Der Naturkindergarten Niederbahn in Dornbirn grenzt direkt an den Hermann-Gmeiner-Park, ein Paradies für die Kinder. Die meiste Zeit verbringt man dort draußen in der Natur. Bei Schlechtwetter zog sich der Kindergarten in eine rote Baracke zurück. Dreißig Jahre dauerte dieses Provisorium, ein Neubau war längst überfällig. Architekt Johannes Kaufmann setzte einen beispielhaft nachhaltigen, hellen, eingeschoßigen Pavillon zwischen die Bäume. Sein Punktfundament ist aus dem Beton des Bestands, das Holz aus dem Dornbirner Stadtwald.

 

Text: Isabella Marboe | Fotos: Karin Nussbaumer

Ein besserer Ort ist kaum zu denken: Der Naturkindergarten an der Niederbahnstraße in Dornbirn ist auf drei Seiten vom Hermann-Gmeiner-Park umgeben. Die einstige Müllablagefläche ist heute ein riesiger, öffentlicher Grünraum mit dichtem Waldbestand, Lichtungen, Wiesen, Rutschen, Sandkisten, Spielgeräten und anderen Sensationen. Ein Paradies für die Kinder, umso karger ihr Haus. Dreißig Jahre kam der Kindergarten mit einer roten Baracke aus, allerhöchste Zeit für einen Neubau. Architekt Johannes Kaufmann plante einen eingeschoßigen Pavillon aus Holz im Einklang mit der Natur, der sich wunderbar mit dem Park verträgt.
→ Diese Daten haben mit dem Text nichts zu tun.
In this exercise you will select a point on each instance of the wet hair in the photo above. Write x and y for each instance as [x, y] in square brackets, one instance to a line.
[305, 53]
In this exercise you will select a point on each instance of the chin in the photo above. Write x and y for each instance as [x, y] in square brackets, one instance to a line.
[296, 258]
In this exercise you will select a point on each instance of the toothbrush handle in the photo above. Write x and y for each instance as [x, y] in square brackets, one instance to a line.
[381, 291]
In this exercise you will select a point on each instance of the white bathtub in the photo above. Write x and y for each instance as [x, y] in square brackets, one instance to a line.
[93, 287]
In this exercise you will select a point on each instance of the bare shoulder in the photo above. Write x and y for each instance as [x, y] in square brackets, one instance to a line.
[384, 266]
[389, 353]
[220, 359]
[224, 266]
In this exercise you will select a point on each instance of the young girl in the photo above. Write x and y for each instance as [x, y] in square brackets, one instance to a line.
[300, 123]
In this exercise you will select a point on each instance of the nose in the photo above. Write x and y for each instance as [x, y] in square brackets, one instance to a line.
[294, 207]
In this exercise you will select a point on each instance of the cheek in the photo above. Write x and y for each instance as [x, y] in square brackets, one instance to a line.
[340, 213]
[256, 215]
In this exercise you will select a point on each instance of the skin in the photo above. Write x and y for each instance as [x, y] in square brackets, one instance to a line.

Im Naturkindergarten verbringen die Kinder die meiste Zeit im Freien, deshalb kommt er mit nur 60% der Fläche herkömmlicher Kindergärten aus. Alles, was nicht versiegelt und verbaut ist, bleibt der Natur. „Mein erster Gedanke war einfach nur ein Dach für die Kinder“, sagt Kaufmann. Es wurde etwas mehr, ein eingeschoßiges, pavillonartiges Gebäude aus Holz auf quadratischem Grundriss von 20,60 mal 20,60 Meter und einem 2,50 Meter weit auskragenden Flachdach, das fürsorglich die großzügige, umlaufende Terrasse beschirmt.
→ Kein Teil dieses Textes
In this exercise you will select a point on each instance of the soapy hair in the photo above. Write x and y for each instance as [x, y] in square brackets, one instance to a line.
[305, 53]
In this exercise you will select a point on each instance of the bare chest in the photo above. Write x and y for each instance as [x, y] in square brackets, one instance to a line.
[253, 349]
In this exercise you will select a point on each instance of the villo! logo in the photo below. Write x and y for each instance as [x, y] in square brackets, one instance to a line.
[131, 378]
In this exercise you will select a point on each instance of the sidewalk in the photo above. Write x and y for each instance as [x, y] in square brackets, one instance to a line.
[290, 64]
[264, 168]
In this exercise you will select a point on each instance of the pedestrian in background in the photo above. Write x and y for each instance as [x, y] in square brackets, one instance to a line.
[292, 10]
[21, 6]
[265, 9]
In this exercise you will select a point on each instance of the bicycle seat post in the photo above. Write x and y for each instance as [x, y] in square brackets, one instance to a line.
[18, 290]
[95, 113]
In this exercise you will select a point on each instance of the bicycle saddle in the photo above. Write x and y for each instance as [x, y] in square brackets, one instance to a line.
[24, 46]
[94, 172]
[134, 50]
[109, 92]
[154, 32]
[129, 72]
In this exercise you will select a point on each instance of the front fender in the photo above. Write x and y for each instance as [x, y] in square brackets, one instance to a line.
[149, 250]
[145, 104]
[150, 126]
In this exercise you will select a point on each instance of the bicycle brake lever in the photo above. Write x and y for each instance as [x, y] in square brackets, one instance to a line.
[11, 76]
„Dieses Pilotprojekt musste für die öffentliche Hand leistbar sein. Daher haben wir sehr rationell produziert und oft die gleichen Bauteile verwendet. Man könnte ihn auch als Wohnbau oder Büro nutzen.“

Johannes Kaufmann,
Architekt

„Dieses Pilotprojekt musste für die öffentliche Hand leistbar bleiben“, sagt Kaufmann. „Deshalb haben wir alles hinterfragt, sehr rationell produziert und oft die gleichen Bauteile verwendet.“ Der Kindergarten ist fast symmetrisch auf einem Raster von 2,50 mal 2,50 Meter aufgebaut. Fast alle Hölzer sind 2,50 Meter lang, das ist genau die Hälfte der handelsüblichen 5 Meter, jedes flächige Element hat ein Standardmaß von 2,50 x 5 Meter. Die Wände sind einschalig und alle Leitungen offen verlegt. Daher braucht es keine Vorsatzschalen. „Ein Gebäude sollte 200 Jahre stehen“, sagt Kaufmann. „Dieser Kindergarten lässt eine große Flexibilität zu. Man könnte ihn auch als Wohnbau oder Büro nutzen.“ Die Haustechnik braucht kaum Technik, zum Lüften genügen ein Fenster und die Nachtkühlung, an der Decke sind selbst gebaute „Heizkörper“ aus Trapezlochblech installiert, die gleichzeitig Schall absorbieren. Auch die schlichten, praktischen Holzmöbel sind von den Architekten geplant.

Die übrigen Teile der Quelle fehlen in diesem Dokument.